Recombinant adeno-associated virus type 2, 4, and 5 vectors: transduction of variant cell types and regions in the mammalian central nervous system

Abstract

Recombinant adeno-associated virus vectors based on serotype 2 (rAAV2) can direct transgene expression in the central nervous system (CNS), but it is not known how other rAAV serotypes perform as CNS gene transfer vectors. Serotypes 4 and 5 are distinct from rAAV2 and from each other in their capsid regions, suggesting that they may direct binding and entry into different cell types. In this study, we examined the tropisms and transduction efficiencies of beta-galactosidase-encoding vectors made from rAAV4 and rAAV5 compared with similarly designed rAAV2-based vectors. Injection of rAAV5 beta-galactosidase (betagal) or rAAV4betagal into the lateral ventricle resulted in stable transduction of ependymal cells, with approximately 10-fold more positive cells than in mice injected with rAAV2betagal. Major differences between the three vectors were revealed upon striatal injections. Intrastriatal injection of rAAV4betagal resulted again in striking ependyma-specific expression of transgene, with a notable absence of transduced cells in the parenchyma. rAAV2betagal and rAAV5betagal intrastriatal injections led to beta-gal-positive parenchymal cells, but, unlike rAAV2betagal, rAAV5betagal transduced both neurons and astrocytes. The number of transgene-positive cells in rAAV5betagal-injected brains was 130 and 5,000 times higher than in rAAV2betagal-injected brains at 3 and 15 wk, respectively. Moreover, transgene-positive cells were widely dispersed throughout the injected hemisphere in rAAV5betagal-transduced animals. Together, our data provide in vivo support for earlier in vitro work, suggesting that rAAV4 and rAAV5 gain cell entry by means of receptors distinct from rAAV2. These differences could be exploited to improve gene therapy for CNS disorders.

Figure 1

The number of β-galactosidase-positive cells after intracerebral injection. Animals were injected with rAAV2βgal, rAAV4βgal, or rAAV5βgal into the ventricle or striatum of mice, and brains taken at the times indicated. Blocks (2.6 mm, surrounding the injection site) were sectioned, processed for β-galactosidase histochemistry, and transgene-positive cells were counted. Data represent mean ± SEM. *, P < 0.05; **, P < 0.005.

Figure 2

The distribution of β-galactosidase positive cells in brains of mice at 3 or 15 wk after injection of rAAV2βgal, rAAV4βgal, or rAAV5βgal. β-galactosidase-positive cells within the ependymal, striatal, or “other” (septal and fornix regions, corpus callosum, and neocortex) regions, from sections encompassing the injection site, were counted and that value represented as a percent of the total number of transgene positive cells. (A) Data from sections obtained 3 or 15 wk after intraventricular injection. (B) Data from sections obtained 3 or 15 wk after injection into the striatum.
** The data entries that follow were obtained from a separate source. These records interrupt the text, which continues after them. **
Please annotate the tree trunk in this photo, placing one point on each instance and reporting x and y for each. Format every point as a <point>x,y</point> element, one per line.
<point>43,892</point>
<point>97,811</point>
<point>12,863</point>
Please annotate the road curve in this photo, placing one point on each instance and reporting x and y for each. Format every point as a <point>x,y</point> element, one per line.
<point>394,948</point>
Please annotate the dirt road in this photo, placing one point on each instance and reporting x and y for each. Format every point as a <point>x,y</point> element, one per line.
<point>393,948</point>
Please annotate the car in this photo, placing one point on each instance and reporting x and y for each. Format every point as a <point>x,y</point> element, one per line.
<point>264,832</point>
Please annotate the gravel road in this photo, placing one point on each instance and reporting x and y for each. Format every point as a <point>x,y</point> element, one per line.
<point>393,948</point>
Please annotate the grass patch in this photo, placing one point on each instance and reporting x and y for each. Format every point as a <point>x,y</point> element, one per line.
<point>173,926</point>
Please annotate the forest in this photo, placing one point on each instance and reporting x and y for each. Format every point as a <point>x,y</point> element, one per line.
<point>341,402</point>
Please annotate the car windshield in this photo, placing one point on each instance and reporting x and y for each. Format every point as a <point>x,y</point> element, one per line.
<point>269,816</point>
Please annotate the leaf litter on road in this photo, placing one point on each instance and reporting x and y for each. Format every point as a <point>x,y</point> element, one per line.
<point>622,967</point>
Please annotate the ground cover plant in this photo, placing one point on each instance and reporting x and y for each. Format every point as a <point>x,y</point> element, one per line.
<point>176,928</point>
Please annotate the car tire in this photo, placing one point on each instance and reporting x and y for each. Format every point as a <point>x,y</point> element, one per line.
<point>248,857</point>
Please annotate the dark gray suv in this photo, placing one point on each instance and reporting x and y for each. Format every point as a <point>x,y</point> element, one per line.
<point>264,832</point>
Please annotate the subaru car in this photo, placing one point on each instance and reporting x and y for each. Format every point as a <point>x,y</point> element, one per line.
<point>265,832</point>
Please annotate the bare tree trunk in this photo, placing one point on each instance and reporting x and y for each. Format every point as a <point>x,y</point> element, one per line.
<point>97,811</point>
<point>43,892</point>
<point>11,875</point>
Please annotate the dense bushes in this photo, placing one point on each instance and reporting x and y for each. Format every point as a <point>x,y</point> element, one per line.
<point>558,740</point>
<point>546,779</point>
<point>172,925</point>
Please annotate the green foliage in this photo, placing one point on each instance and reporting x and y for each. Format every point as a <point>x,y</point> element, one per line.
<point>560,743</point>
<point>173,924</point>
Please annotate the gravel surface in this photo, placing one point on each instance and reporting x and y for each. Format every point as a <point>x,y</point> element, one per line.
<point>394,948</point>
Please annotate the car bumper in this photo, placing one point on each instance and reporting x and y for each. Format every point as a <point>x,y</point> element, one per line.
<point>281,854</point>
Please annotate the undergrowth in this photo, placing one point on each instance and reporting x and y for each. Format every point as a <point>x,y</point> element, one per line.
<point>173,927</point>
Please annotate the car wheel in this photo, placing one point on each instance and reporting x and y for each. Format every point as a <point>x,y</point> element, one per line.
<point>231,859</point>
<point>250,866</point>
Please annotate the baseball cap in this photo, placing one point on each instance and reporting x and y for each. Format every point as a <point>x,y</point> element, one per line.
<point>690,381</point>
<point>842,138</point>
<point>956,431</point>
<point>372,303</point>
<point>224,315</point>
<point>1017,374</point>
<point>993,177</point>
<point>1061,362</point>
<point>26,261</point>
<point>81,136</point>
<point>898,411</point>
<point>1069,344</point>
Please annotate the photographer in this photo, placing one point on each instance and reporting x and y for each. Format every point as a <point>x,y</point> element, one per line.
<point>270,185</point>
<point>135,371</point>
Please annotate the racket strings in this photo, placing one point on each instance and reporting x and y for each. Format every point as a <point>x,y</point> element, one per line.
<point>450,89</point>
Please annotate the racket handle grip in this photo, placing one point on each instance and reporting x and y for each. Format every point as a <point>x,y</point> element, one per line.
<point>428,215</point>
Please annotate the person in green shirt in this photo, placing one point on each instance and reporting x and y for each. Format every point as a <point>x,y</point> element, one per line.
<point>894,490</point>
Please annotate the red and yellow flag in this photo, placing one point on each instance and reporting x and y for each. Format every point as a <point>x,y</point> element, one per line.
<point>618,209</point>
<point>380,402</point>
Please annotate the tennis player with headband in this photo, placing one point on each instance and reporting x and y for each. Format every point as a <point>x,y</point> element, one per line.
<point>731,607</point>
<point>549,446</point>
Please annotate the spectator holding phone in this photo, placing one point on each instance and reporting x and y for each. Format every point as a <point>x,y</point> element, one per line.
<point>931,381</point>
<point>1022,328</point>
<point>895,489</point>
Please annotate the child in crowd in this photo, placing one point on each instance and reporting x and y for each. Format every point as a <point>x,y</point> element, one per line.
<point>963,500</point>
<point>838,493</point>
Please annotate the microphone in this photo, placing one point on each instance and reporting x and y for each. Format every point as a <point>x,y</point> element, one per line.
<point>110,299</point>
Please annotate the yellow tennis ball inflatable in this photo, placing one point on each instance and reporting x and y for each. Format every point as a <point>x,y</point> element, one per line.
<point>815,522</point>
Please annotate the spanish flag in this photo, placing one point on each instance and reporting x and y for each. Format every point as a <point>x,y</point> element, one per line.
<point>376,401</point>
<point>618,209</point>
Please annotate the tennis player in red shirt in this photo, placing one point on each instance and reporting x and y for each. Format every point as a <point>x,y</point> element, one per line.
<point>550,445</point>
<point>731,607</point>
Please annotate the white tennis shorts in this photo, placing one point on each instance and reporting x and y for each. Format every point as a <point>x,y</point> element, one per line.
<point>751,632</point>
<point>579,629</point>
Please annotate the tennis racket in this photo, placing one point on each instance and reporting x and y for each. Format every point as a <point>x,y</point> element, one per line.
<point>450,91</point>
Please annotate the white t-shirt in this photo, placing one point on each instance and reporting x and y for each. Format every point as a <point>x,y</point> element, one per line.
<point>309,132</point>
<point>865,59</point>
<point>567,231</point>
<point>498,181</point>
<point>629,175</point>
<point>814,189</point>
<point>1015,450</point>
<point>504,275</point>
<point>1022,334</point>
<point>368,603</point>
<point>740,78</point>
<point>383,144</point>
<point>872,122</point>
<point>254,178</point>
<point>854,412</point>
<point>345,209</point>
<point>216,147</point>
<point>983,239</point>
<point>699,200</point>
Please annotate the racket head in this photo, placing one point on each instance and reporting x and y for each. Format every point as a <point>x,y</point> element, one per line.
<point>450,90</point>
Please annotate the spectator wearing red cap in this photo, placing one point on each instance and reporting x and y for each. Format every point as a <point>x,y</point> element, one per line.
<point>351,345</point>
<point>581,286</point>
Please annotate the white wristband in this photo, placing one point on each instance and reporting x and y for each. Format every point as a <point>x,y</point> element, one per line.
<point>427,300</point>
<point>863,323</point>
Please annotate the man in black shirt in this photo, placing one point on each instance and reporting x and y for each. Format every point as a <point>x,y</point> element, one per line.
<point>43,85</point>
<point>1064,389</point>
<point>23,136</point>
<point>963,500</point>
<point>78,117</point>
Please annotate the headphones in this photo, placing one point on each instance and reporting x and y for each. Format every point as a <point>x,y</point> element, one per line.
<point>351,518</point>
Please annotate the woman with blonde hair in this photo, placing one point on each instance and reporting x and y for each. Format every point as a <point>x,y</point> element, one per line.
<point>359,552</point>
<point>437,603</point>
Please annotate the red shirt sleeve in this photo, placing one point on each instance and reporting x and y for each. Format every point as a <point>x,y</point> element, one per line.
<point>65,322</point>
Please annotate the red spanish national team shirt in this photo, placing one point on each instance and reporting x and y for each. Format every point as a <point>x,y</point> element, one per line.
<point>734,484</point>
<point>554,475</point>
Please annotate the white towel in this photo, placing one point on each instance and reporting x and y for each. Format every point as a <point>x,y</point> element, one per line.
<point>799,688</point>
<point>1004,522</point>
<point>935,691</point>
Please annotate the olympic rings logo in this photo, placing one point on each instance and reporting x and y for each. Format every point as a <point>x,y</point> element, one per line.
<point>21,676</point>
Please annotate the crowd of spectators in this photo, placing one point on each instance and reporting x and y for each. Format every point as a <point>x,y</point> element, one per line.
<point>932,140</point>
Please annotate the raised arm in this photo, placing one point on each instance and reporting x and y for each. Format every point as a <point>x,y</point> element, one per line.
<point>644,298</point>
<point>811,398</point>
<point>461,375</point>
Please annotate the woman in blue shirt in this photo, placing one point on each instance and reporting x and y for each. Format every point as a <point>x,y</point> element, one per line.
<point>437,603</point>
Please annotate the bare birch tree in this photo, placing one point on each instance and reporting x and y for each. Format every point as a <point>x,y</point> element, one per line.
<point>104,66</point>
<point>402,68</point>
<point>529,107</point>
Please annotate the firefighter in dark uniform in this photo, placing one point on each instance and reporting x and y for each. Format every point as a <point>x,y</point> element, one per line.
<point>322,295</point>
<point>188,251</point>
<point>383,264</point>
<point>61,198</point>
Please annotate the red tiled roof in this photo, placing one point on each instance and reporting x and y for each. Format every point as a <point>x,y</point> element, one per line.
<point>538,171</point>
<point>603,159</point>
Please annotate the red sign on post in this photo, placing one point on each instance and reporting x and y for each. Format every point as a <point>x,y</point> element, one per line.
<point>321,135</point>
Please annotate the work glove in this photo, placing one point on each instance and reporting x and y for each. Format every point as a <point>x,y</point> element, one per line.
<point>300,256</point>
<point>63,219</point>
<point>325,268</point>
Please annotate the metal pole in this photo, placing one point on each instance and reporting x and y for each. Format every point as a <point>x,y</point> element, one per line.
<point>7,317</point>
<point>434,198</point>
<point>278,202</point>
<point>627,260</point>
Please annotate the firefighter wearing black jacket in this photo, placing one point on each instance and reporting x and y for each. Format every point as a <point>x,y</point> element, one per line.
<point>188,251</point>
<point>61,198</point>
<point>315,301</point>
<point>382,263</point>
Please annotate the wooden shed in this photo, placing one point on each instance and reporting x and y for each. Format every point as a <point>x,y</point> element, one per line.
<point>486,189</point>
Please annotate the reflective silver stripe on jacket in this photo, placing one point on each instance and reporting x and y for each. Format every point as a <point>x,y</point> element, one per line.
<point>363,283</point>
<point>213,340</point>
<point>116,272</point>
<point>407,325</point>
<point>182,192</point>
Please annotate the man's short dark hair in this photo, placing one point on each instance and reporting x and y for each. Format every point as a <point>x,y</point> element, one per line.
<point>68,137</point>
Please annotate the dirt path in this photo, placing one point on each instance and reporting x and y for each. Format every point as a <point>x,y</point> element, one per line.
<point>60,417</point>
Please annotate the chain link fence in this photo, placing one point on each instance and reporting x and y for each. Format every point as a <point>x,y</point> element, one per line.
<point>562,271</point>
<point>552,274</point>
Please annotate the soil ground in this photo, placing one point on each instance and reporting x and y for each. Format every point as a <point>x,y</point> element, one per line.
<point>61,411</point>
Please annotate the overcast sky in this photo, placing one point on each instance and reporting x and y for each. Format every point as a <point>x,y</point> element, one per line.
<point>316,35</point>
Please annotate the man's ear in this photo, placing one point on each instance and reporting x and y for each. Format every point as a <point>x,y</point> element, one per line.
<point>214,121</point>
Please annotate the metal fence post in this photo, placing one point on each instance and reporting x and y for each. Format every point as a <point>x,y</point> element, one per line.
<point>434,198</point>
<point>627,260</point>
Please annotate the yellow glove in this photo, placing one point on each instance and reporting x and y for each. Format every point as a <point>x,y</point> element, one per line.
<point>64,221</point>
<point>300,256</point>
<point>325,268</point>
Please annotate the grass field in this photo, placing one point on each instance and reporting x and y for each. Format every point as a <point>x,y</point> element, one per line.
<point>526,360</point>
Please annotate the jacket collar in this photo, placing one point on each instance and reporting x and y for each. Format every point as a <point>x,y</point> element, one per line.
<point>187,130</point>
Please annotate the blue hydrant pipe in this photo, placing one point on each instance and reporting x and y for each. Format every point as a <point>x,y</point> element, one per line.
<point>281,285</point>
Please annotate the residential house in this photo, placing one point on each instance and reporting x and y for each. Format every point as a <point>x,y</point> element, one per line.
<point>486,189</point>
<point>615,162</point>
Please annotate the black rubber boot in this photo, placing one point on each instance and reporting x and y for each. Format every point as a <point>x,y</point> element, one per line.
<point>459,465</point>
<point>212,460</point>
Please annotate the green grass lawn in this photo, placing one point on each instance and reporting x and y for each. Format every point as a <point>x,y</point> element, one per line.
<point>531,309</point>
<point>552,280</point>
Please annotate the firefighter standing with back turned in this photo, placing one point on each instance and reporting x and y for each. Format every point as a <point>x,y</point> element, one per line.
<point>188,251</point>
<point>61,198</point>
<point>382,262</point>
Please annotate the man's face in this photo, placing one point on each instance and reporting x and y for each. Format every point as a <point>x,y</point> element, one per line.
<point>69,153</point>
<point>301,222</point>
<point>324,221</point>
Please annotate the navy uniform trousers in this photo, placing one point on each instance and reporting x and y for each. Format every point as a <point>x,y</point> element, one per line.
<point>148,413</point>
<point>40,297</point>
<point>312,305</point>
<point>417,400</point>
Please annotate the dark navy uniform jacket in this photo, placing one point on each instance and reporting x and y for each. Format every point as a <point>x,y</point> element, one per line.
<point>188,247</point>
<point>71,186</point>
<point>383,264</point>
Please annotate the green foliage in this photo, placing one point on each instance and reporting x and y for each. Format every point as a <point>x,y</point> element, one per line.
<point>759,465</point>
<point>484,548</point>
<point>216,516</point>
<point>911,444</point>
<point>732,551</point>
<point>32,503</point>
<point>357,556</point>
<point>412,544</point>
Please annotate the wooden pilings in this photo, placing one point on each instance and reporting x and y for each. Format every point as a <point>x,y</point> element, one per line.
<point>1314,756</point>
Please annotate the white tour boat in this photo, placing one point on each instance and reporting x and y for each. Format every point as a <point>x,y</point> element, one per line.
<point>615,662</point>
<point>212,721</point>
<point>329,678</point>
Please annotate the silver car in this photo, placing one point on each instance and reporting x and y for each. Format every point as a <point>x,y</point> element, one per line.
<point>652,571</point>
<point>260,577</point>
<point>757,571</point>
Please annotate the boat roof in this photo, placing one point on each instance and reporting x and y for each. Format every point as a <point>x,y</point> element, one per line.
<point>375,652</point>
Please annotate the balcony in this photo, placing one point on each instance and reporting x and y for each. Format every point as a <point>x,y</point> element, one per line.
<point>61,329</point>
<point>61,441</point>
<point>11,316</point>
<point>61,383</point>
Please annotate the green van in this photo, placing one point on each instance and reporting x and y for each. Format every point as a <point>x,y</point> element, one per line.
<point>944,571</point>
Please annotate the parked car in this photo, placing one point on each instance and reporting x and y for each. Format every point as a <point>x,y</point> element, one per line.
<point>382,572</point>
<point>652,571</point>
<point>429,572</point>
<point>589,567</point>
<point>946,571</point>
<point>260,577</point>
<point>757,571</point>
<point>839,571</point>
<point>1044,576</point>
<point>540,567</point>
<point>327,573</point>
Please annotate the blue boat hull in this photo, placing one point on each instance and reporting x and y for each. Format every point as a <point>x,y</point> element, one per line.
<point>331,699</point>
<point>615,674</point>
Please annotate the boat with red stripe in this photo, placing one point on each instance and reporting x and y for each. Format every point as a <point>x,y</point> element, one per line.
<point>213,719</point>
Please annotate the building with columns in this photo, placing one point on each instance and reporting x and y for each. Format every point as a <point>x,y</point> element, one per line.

Data represent means ± SEM.

Figure 3

β-galactosidase histochemistry for transgene-positive cells after striatal injection of rAAV vectors. (A and B) Representative photomicrograph of sections from mice injected with rAAV2βgal. (B) A magnified photograph of the transgene positive striatal region seen in A. (C) Demonstration of distinctive ependymal-specific staining for β-galactosidase in sections from animals injected with rAAV4βgal. (D–F). Photomicrographs illustrating the extensive distribution of transgene-positive cells after rAAV5βgal injection. (E) Magnification of the striatal region in D. (F) Transgene positive cells in the cortex distant from the injection site. The photomicrographs are representative of at least three independent experiments. fi, fimbria region; lv, lateral ventricle; sp, medial septal region; st, striatum.

Figure 4

Identification of transduced cells after intrastriatal injection of rAAV5βgal. Fifteen weeks after injection of rAAV5βgal, coronal brain sections were dual stained for β-galactosidase (green nuclei) and NeuN (neuronal-specific, red nuclei and light red cytoplasm), or for β-galactosidase and GFAP (astrocyte-specific, red cell processes). Confocal microscopy image analysis was performed, and representative two-color-merged images of single z-series slices are shown. In the striatum, both transduced neurons (yellow cell nuclei in A) and transduced astrocytes (B) were detected. In the medial septal region, transduction appeared to be restricted to neurons (C), whereas in the corpus callosum, the transduced cells were GFAP-positive astrocytes (D). Images were captured by using a ×40 (A, B, and D) or ×63 (C) oil-immersion objective.